The project will develop an IIGCC investor guide focusing on physical climate risk analysis with technical input from the specialist advisory firms Acclimatise and Chronos Sustainability, in collaboration with IIGCC members.
IIGCC is leading the initiative with the support of the Universities Superannuation Scheme (USS), one of the UK’s largest pension funds. Stephanie Pfeifer, CEO, Institutional Investors Group on Climate Change, explains: “In many ways, adaptation is the missing issue in the climate change debate. IIGCC’s new initiative will help investors to understand its importance and act on adaptation to climate change as an investment issue. This includes ensuring investors have the practical tools to account for the physical risks of climate change and are able to act on the opportunities found in addressing the issue, across both investment decisions and company engagement.”

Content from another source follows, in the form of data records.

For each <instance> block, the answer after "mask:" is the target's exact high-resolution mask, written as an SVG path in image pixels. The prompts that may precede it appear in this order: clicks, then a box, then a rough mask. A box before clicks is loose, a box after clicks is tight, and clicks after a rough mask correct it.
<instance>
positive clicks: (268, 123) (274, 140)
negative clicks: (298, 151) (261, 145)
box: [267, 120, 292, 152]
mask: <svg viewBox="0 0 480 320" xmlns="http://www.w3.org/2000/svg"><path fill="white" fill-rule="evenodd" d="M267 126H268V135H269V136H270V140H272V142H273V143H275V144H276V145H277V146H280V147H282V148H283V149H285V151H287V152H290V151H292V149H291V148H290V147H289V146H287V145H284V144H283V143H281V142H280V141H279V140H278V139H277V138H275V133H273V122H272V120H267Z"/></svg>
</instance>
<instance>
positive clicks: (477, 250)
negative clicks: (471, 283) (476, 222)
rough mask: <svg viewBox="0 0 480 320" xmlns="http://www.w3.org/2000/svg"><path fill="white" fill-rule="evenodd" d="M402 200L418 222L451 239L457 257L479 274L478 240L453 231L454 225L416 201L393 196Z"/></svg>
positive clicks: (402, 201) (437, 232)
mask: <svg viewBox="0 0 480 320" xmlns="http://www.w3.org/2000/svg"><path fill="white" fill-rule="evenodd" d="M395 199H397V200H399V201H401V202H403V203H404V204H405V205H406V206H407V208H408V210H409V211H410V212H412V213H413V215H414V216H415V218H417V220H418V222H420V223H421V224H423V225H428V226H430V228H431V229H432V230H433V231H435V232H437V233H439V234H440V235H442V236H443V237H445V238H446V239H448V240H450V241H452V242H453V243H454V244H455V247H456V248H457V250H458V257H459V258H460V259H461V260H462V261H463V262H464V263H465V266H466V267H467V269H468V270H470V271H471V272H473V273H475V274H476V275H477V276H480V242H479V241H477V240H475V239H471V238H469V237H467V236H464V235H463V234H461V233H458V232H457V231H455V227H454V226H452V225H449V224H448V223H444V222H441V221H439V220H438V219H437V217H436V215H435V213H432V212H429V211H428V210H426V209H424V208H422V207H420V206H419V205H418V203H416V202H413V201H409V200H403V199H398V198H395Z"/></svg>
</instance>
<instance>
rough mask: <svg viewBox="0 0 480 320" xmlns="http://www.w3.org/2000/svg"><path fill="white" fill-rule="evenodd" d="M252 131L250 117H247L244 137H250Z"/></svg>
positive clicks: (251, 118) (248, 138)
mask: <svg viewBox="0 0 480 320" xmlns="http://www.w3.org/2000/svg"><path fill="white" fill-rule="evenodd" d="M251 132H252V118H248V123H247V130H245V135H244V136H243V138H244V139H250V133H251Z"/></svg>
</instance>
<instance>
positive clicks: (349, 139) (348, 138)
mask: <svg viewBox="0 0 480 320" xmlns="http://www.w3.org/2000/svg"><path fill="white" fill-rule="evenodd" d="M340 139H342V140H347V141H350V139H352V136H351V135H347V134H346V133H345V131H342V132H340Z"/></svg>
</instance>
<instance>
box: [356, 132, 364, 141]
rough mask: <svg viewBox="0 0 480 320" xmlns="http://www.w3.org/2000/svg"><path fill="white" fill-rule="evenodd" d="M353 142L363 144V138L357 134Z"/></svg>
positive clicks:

David Russell, Head of Responsible Investment at USS, adds: “One of the key contributions of this project will be to focus on the risk posed by climate change across a range of asset classes. This will include sectors that are both dependent on access to water and other environmental resources, and those potentially impacted by a changing climate.”
The new guidance will include an introduction to the investment implications of physical climate hazards, and will collate information on tools and data sources needed to manage physical climate risks. Available later this summer, the guidance also aims to propose a process that investors can go through to identify, assess, manage and disclose climate-related physical risks and opportunities across their portfolios.
The United Nations Environment Programme has shown that the cost of necessary adaptation to climate change is between $140 to $300 billion per year across the global economy by 2030 alone, and point to a major gap in adaptation finance[. This offers potential new investment opportunities, in which investors can help build broader climate resilience, while also mitigating future losses otherwise incurred. This initiative will help investors better understand the nature of this opportunity.
The initiative is delivered as part of IIGCC’s ‘Investor Practices’ programme, which helps asset owners and managers better assess and manage both climate risk and opportunity, and to report on their actions more effectively.